Spartan-Vermont-2017-UBeast-hist

One last observation about this histogram. The distributions for the male and female runners are highly similar in shape.  If there had been more women, it is likely that the two distributions would completely overlap, which is another way of saying that the advantage of the men over the women would be negligible (this is assuming that the percentage of men and women who finished is the same, which is reasonable but difficult to prove without stats on the number of UB’ers that started the race). Let this be another encouragement for the women Spartans to sign up for the Ultra challenge.

Sunday Sprint

The scatter plots for the Sprint look distinctively different from those from the Beast. The dots are more spread out and more ‘rectangular’, which indicates that in all age groups racers participated with varying levels of fitness. The overlap of the Elite and Competitive wave on the Open wave is also noticeably smaller.

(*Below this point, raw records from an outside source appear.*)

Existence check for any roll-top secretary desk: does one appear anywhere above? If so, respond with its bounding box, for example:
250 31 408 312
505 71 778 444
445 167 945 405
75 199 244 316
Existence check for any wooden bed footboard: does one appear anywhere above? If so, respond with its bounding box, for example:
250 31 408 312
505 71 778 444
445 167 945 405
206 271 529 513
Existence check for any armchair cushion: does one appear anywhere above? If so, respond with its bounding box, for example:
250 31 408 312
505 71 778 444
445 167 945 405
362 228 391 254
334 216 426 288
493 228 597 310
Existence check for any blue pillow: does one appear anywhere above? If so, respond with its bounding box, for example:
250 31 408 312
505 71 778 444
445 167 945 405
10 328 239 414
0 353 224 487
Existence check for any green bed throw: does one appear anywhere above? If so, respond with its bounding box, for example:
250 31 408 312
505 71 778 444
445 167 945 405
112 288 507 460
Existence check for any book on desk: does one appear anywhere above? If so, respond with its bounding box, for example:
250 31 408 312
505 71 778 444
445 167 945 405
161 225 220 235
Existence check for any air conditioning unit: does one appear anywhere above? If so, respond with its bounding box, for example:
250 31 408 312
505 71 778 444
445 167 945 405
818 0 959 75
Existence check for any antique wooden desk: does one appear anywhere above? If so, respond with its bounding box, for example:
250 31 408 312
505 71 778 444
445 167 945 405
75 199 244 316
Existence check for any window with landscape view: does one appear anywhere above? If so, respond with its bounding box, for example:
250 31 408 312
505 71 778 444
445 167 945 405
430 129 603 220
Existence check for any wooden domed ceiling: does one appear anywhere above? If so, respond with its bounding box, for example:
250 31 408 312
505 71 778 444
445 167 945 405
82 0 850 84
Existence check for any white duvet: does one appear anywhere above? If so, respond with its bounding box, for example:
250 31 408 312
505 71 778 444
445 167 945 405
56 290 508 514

This is also clear from the larger separation between the trend lines, which show that in the age group of 30-40 the Elites are almost twice as fast as the Open wave runners. This suggests that the overall level of fitness and preparedness between the Open and Elite wave runners is different than with the Beast. This is intuitively understood, knowing that the Sprint is the entry-level Spartan race.

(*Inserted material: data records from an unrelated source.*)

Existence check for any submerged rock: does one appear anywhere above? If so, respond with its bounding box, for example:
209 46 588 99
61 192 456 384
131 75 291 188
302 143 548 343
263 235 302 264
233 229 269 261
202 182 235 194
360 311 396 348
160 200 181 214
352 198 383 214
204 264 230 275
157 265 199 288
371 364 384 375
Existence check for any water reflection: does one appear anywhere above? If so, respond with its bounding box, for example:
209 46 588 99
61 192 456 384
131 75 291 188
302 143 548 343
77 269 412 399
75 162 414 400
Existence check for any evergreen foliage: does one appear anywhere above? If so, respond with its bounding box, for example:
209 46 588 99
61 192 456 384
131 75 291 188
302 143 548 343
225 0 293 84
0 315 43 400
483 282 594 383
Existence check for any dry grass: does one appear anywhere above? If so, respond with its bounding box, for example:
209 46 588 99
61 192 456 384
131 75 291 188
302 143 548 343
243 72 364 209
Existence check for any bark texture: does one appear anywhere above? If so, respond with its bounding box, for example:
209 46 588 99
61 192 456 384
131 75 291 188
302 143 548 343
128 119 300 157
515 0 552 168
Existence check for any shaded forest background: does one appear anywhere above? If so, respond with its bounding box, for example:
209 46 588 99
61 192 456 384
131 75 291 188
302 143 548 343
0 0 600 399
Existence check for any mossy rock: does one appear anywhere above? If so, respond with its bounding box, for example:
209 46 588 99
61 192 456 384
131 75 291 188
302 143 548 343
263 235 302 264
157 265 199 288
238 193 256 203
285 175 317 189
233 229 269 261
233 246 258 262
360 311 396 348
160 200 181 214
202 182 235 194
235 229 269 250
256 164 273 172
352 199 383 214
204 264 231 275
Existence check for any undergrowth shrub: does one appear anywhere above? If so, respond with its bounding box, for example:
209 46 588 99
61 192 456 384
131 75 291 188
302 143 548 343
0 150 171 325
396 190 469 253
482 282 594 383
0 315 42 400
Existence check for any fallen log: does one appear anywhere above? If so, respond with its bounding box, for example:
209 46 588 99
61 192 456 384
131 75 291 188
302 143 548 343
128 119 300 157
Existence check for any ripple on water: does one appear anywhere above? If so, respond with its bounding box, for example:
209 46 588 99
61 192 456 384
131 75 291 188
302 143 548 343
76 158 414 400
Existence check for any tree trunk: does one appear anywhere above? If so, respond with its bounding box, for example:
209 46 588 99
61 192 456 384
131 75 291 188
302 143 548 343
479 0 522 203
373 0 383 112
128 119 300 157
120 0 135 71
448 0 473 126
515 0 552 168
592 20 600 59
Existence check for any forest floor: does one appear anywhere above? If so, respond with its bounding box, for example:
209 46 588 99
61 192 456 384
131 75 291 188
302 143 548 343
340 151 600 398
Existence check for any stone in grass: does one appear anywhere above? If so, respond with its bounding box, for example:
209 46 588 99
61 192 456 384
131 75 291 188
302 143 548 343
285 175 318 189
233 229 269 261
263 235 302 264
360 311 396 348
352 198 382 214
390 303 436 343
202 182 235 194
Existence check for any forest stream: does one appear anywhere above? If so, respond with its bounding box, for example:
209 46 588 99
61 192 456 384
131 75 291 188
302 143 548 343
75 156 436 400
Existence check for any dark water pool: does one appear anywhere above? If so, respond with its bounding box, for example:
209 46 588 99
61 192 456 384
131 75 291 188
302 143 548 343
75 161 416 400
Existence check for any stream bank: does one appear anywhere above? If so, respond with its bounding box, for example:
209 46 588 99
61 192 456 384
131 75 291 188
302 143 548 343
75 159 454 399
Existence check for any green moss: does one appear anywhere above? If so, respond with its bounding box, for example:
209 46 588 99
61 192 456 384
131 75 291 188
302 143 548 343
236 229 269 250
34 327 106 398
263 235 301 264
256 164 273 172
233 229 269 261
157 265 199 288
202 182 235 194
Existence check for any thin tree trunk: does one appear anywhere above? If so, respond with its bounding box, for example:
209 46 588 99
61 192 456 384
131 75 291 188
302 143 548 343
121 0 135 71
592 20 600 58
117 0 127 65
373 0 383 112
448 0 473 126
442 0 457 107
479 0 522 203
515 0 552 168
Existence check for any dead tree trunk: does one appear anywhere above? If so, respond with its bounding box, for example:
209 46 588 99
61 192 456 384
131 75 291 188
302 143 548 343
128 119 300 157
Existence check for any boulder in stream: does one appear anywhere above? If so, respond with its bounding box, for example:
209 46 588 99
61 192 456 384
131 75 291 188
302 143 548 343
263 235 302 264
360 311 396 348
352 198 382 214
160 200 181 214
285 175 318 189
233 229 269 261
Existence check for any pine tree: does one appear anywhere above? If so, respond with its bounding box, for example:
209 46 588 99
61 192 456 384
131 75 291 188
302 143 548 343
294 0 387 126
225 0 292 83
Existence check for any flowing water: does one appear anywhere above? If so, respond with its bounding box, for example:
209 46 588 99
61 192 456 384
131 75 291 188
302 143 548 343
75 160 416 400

Spartan-Vermont-2017-Sun-Sprint-Scatter

The histograms of the finishing time of the Sprint show a pretty remarkable picture. In the case of the Beast we saw a ‘Bell’ shape like distribution. The Sprint distribution is more triangular in shape, peaking around two and half hours. What to conclude from this?

The width and shape of the distributions confirm indeed that the level of fitness of the Sprint participants varies much more than that of the Beast runners. The finishing times are up five times (!) as long as the fastest Spartans. The peak of the distributions (the so-called modal finishing time in statistics) is also lower than the average finishing times (see the table in the section ‘Overall stats’ above).

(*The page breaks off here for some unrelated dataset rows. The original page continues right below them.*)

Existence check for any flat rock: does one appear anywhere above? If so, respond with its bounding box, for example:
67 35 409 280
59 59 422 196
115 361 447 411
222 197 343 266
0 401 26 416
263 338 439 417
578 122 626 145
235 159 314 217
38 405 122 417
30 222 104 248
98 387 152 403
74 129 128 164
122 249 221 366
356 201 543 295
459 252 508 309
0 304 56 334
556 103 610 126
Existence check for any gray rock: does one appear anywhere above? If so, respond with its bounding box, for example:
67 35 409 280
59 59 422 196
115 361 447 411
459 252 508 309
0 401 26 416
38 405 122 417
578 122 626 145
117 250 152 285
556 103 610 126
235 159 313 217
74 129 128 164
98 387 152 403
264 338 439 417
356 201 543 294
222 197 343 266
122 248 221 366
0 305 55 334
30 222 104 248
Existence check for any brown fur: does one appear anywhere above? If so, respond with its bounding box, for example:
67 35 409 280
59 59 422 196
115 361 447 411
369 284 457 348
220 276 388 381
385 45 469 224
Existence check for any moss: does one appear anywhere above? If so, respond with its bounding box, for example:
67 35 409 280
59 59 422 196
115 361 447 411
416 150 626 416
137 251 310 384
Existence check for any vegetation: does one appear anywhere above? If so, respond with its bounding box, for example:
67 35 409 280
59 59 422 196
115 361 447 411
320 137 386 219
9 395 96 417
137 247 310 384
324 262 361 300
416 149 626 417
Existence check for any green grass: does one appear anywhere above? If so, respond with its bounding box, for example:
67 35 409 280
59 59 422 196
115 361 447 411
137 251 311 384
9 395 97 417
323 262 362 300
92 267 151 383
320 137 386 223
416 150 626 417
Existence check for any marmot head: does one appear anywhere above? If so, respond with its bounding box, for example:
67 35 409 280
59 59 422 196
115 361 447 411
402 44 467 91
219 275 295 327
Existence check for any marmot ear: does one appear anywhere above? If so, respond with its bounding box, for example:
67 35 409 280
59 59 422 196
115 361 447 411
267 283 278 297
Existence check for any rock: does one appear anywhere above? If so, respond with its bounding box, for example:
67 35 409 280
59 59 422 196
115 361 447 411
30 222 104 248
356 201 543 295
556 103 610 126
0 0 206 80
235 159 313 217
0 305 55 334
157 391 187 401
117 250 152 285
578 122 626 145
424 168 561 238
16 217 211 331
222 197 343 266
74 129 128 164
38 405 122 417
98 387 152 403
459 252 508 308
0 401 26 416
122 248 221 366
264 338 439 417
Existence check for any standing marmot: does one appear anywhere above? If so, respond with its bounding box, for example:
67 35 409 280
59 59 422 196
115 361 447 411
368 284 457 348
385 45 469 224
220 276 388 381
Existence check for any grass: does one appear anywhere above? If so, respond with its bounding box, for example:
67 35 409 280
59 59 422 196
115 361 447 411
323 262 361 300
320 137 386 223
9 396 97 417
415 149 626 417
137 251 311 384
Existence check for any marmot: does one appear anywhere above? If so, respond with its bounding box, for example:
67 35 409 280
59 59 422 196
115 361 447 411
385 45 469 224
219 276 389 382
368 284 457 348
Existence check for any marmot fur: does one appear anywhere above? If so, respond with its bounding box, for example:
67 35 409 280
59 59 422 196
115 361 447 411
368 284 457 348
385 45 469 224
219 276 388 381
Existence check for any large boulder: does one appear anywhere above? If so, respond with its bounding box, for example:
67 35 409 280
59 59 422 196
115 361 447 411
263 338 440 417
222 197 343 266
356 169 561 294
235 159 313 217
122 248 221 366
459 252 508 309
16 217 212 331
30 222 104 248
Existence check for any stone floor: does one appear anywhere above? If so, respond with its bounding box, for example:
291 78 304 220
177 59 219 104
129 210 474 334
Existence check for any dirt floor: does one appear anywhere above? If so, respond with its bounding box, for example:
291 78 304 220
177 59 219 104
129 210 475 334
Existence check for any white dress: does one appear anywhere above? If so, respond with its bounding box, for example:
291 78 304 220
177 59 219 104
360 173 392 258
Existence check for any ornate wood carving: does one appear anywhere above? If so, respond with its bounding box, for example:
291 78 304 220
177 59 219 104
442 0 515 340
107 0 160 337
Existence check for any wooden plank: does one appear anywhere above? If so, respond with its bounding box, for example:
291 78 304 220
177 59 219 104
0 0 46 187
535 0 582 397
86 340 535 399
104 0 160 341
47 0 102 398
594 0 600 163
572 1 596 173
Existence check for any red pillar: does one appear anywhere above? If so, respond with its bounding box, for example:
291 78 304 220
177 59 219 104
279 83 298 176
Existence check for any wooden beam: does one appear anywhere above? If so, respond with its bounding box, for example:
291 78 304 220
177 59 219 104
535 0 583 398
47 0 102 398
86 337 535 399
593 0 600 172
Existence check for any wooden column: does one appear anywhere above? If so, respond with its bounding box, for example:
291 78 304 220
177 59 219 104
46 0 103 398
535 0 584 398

Did you run the Killington Sprint this year and do you want to know how you did? The most common finishing time was around two and a half hours. If you did better than this, well done! Consider signing up for a Super.

Spartan-Vermont-2017-Sun-Sprint-hist

The Real Beasts: Double Lap Runners

I will end my analysis with the stats of the small group of participants for whom one race was not challenging enough. Out of the 8011 medals that were handed out on both days, 247 went to Spartans who did a double lap. There were 84 racers who ran the Beast on both days, and 124 who ran a Beast on Saturday and a Sprint on Sunday. Out of the 486 Ultra Beast finishers there were 37 who went for another lap on Sunday, 6 doing the Sprint and 31 going for the ordeal of another Beast, which essentially meant they completed three laps of the Beast that weekend. To complete the line-up, there were exactly two who ran two Sprint on Sunday. To visually depict the performance of these Spartans, I plotted their Sunday time against their Saturday time, resulting in the scatter plots below. The red dot at (11h05, 6h20) is mine, by the way…

Spartan-Vermont-2017-double-laps

The diagonal lines are added to the plot to help comparing the results: if you add up the Saturday and Sunday time, then all points that have the same total time would end up on a diagonal. There is a lot that can be seen from these plots, and I leave it up to you to draw your own conclusions from these results. But one thing I will say is this. While for all 247 double lap Spartans it can be said their performance is outstanding compared to the averages in the Beast and Sprint waves, the top performers show exceptional accomplishments. I mean, if you can complete a Beast and Sprint in around four hours, two laps of the Beast in less than ten hours, or an Ultra Beast and Beast in 14h33 you are a real machine. Aroo!